# Pre-Process global _daily_ SST using `hot_to_blOb` to extract binary features

## Steps:
1. Compute Normalised Detrended Anomaly (cf. `hot_to_blOb.py::compute_normalised_anomaly()`)
2. Identify Extreme Values (i.e. above 95th percentile)

N.B.: Exploits parallelised `Dask` operations with optimised chunking using `flox` \
N.N.B.: This example using 40 years of Daily outputs at 0.25° resolution takes ~4 minutes on 128 cores

In [None]:
import xarray as xr
import dask
import intake
from getpass import getuser
from pathlib import Path

import spot_the_blOb.hot_to_blOb as hot
import spot_the_blOb.helper as hpc

In [None]:
# Start Dask Cluster
client = hpc.StartLocalCluster(n_workers=64, n_threads=2)

In [None]:
# Import 40 years of Daily EERIE ICON data

cat = intake.open_catalog("https://raw.githubusercontent.com/eerie-project/intake_catalogues/main/eerie.yaml")
expid = 'eerie-control-1950'
version = 'v20231106'
model = 'icon-esm-er'
gridspec = 'gr025'

dat = cat['dkrz.disk.model-output'][model][expid][version]['ocean'][gridspec]

In [None]:
# Load the data directly into optimal chunks

da_predictor = dat['2d_daily_mean'](chunks={}).to_dask().to.isel(depth=0).drop_vars('depth') # Test da
time_chunk = hot.rechunk_for_cohorts(da_predictor).chunks[0]

sst = dat['2d_daily_mean'](chunks={'time':time_chunk}).to_dask().to.isel(depth=0).drop_vars('depth')

In [None]:
# Process Data using `hot_to_blOb` helper functions:

extreme_events_ds = hot.preprocess_data(sst, 
                                        detrend_orders=[1,2],    # Detrend the data with Linear + Quadratic polynomial (+ mean & seasonal & subseasonal harmonics)
                                        std_normalise=False,     # Don't re-normalise based on a 30-day rolling STD
                                        threshold_percentile=95)
extreme_events_ds

In [None]:
# Save data to `zarr` for more efficient parallel I/O

file_name = Path('/scratch') / getuser()[0] / getuser() / 'mhws' / 'extreme_events_binary.zarr'
extreme_events_ds.to_zarr(file_name, mode='w')

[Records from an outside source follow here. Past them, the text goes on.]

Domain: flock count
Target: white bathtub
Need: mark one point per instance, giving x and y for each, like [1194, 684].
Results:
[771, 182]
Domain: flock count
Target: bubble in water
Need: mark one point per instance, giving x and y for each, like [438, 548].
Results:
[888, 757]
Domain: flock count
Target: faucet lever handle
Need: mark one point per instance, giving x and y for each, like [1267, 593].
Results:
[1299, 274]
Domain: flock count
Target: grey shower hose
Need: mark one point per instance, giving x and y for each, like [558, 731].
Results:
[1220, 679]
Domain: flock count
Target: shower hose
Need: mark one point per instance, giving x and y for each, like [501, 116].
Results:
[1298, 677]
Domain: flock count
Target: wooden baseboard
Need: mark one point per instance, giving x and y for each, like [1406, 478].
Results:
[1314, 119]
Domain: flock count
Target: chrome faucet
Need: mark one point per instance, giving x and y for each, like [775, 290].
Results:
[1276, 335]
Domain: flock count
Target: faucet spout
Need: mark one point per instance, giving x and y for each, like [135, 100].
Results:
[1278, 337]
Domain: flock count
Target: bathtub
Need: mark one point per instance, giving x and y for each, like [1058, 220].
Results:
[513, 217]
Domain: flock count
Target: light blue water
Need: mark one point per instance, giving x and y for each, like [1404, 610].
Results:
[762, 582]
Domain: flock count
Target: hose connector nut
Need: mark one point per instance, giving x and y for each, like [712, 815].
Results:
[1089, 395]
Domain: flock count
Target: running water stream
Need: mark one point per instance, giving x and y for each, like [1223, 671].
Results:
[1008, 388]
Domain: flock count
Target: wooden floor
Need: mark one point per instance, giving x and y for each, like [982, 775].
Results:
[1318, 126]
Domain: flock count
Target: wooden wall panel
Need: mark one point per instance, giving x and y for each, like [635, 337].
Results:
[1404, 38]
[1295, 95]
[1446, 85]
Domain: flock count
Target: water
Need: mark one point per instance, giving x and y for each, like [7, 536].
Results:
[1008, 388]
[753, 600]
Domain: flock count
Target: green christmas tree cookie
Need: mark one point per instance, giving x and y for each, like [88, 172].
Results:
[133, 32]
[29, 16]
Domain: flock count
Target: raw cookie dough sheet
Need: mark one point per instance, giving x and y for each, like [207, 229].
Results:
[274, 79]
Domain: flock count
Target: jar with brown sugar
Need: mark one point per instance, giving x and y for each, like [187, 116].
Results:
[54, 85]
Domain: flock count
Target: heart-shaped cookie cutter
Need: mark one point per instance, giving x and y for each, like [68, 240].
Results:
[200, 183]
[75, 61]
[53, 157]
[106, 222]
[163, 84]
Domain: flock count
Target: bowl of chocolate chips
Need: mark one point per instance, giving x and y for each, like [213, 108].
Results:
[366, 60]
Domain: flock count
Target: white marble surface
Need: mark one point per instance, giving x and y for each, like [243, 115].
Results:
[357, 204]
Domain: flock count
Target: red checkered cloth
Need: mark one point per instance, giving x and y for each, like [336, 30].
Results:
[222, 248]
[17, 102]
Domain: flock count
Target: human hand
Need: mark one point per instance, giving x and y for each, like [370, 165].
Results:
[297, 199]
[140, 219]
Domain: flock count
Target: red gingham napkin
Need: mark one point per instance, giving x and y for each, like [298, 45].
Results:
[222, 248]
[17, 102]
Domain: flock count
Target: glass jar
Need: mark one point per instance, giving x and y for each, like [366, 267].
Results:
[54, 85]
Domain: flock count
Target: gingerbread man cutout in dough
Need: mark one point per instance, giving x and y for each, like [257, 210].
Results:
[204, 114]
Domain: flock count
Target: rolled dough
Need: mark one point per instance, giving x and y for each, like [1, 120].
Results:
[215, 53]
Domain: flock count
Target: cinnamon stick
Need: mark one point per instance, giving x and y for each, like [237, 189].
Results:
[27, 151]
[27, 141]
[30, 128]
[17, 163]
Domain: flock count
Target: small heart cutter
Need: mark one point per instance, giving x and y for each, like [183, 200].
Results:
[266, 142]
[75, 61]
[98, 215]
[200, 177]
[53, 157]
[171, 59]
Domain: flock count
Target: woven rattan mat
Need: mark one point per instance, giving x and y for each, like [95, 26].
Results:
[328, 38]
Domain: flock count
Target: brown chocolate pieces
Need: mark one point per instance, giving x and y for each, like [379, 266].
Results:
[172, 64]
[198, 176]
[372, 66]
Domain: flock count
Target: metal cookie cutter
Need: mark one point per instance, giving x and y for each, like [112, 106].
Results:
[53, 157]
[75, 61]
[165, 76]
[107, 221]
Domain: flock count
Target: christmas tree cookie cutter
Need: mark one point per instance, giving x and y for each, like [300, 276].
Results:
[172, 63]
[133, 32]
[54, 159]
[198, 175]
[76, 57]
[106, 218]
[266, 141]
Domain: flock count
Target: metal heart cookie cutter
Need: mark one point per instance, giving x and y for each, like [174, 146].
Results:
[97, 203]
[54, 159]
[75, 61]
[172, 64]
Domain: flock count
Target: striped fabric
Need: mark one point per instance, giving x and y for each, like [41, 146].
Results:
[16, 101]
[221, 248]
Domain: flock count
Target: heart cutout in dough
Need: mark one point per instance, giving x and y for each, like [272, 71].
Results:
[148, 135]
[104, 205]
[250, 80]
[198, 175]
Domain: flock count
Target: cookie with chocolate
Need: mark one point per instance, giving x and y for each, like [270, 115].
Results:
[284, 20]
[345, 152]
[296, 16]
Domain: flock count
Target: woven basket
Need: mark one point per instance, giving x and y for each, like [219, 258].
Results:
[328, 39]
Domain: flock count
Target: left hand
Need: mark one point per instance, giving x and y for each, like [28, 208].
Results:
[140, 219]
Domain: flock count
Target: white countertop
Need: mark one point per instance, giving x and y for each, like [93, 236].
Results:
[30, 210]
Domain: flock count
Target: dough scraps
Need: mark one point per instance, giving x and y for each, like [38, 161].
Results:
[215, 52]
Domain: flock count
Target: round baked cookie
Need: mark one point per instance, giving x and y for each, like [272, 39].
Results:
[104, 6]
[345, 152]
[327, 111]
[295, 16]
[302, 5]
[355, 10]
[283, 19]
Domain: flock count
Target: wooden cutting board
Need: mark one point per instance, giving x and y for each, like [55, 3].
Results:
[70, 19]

## Test the De-trended Data

In [None]:
from spot_the_blOb.plotter import *

In [None]:
file_name = Path('/scratch') / getuser()[0] / getuser() / 'mhws' / 'extreme_events_binary_v3.zarr'
dat_detrend = xr.open_zarr(file_name, chunks={}).dat_detrend

In [None]:
# Check mean is identically 0
fig, ax = dat_detrend.mean(dim='time').plotter.pplot(var_units='Mean Anomaly', cmap='RdBu_r')

In [None]:
# Check the spatially-averaged trends are 0
dat_detrend.mean(dim={'lat','lon'}).plot()